The slow decay of the well-rounded person

It's easy to blame ads or AI, but in some ways the change was inevitable. Years ago, everyone had a blog. Forums were on small topics and distributed. Humans, however, are suckers for convenience. Platforms like Facebook and Twitter started to absorb the blogs and forums. Going to one place was easier. Discovery was easier. Everyone else was there. Like a room full of people, a site full of people becomes noisy. To stand out from the noise, people had to change their content. Bob becomes the guy who posts about his dog. Sally posts about her beekeeping. As we scroll through our feeds, we spot the pattern of Bob's familiar puppy post or Sally with her bees. We stop and read and keep scrolling. If Bob posts about surfing and Sally reviews a play, the pattern isn't there. On platforms full of content, a missing pattern means most of us will scroll past.
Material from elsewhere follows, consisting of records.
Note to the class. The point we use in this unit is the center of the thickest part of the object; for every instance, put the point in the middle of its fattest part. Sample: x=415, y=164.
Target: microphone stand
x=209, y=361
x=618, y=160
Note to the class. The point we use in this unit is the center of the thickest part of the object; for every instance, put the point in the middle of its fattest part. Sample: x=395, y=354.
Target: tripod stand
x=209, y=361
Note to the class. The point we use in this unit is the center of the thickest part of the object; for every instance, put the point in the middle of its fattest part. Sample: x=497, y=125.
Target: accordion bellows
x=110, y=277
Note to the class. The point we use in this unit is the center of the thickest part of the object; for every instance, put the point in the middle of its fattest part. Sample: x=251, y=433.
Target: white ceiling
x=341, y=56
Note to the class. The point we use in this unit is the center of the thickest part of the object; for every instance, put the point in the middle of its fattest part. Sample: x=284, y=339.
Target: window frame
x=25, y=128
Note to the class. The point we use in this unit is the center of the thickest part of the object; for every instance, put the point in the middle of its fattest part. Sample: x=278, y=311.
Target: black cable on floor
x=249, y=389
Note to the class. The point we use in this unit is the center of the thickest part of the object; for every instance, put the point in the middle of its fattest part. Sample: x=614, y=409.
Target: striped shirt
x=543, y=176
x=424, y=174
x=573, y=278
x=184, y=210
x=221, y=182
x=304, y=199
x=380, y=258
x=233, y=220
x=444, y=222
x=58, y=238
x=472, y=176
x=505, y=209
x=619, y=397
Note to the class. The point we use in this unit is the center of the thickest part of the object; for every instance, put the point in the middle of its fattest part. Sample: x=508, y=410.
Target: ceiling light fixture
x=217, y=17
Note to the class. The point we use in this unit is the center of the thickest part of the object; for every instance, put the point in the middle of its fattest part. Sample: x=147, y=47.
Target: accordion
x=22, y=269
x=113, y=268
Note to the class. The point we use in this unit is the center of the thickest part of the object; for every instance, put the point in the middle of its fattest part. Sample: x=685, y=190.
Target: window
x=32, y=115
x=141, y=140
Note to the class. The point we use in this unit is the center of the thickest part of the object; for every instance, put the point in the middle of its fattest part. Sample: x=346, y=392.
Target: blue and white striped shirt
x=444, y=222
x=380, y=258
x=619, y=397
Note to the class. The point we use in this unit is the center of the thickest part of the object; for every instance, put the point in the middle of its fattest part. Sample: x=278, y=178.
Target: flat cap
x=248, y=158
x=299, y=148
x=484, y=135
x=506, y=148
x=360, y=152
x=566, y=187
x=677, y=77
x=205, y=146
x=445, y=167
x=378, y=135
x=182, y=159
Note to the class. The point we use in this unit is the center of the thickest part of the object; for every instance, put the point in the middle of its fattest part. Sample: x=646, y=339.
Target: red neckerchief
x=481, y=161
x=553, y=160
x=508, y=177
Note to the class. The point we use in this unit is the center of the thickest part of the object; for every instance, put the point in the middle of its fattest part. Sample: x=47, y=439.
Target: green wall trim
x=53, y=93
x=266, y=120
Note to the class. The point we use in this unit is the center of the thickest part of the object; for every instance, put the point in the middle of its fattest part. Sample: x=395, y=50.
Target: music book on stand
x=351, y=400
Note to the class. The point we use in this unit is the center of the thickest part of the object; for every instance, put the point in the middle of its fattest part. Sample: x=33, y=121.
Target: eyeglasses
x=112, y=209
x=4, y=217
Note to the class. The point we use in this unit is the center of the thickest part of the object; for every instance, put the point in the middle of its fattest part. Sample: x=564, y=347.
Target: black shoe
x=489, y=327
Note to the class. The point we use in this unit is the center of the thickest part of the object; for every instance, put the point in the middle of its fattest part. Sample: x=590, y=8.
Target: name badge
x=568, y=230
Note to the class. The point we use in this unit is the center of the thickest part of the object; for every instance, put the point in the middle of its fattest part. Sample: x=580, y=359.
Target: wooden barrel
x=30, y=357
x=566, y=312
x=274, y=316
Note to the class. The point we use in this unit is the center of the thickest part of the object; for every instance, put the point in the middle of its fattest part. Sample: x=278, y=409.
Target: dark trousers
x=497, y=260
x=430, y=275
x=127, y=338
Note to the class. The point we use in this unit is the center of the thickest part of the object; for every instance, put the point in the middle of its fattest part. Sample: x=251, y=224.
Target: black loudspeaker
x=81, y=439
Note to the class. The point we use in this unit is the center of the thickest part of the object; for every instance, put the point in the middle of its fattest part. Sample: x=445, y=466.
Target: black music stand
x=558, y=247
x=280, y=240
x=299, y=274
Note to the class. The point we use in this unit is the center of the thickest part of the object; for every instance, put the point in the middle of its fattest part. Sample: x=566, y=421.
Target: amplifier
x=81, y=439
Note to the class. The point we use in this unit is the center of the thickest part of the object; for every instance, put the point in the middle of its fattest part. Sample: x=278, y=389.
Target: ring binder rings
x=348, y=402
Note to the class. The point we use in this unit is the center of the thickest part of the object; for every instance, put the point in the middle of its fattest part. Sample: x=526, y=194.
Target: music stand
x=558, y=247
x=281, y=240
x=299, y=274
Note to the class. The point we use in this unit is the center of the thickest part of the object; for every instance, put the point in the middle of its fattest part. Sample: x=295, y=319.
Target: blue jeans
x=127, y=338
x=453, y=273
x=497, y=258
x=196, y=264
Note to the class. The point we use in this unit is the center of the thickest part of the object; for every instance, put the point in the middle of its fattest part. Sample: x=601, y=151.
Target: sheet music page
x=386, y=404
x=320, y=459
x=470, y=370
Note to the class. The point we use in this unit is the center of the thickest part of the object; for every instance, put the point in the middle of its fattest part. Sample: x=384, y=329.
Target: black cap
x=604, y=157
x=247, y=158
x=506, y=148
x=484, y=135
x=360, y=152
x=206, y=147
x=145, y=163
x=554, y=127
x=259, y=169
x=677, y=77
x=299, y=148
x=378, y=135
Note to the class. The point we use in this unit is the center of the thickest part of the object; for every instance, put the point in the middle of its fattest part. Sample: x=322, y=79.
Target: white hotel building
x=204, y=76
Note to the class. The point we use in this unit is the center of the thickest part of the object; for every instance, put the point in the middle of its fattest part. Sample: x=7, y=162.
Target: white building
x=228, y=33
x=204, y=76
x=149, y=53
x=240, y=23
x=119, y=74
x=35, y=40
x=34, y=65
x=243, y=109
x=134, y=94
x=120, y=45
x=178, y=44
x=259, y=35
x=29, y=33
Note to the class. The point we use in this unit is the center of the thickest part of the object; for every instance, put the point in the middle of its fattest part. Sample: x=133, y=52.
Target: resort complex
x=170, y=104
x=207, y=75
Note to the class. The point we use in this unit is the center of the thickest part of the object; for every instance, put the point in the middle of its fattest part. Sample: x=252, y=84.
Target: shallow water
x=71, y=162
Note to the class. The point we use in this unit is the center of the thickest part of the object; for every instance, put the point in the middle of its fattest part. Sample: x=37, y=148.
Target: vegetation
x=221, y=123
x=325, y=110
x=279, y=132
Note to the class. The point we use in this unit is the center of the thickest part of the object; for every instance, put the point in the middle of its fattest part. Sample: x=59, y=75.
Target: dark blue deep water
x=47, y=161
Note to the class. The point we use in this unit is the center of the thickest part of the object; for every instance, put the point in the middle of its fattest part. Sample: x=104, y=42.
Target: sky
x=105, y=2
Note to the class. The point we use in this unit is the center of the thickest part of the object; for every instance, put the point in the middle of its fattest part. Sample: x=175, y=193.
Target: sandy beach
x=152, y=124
On platforms driven by engagement, scrolling past is a signal to stop making this content. Team design engagement metrics to be addictive. The AI chose the content, consumers filter for patterns and engage, engagement reinforces. Little by little, conscious or not, this means less variety in content. For some, it may even mean an end to content. Either way, the image of who we are online becoming less and less honest and more a small fraction of who we are. One bent to fit an opening. Despite this loop, there are the mavericks. Those that are happy to be their full and honest self.

Be your unapologetic, whole self.

My advice is to forget about becoming famous on the internet. Or, if you do plan to do that, make sure you know that is one lens of who you are. Today's platforms mean narrow focus is the path to views, but that doesn't define who you are. You can branch out. You can like bees, surfing, beekeeping and dogs. You can post about a topic for 8 months and then never mention it again. While we are hard-wired for patterns in one part of our mind, there is also a deep desire for human connection. To understand who people are, to empathise with them and to feel connected. We are fast realising that the lens we pass our identities through is a distorting one. That lives online are filtered, edited and crafted to feed the AI and the consumers that play along with it. Write for 10 people. Write for nobody. Make videos that get 100 views from people that love your content.,

Be yourself, your whole weird and wonderful unapologetic self.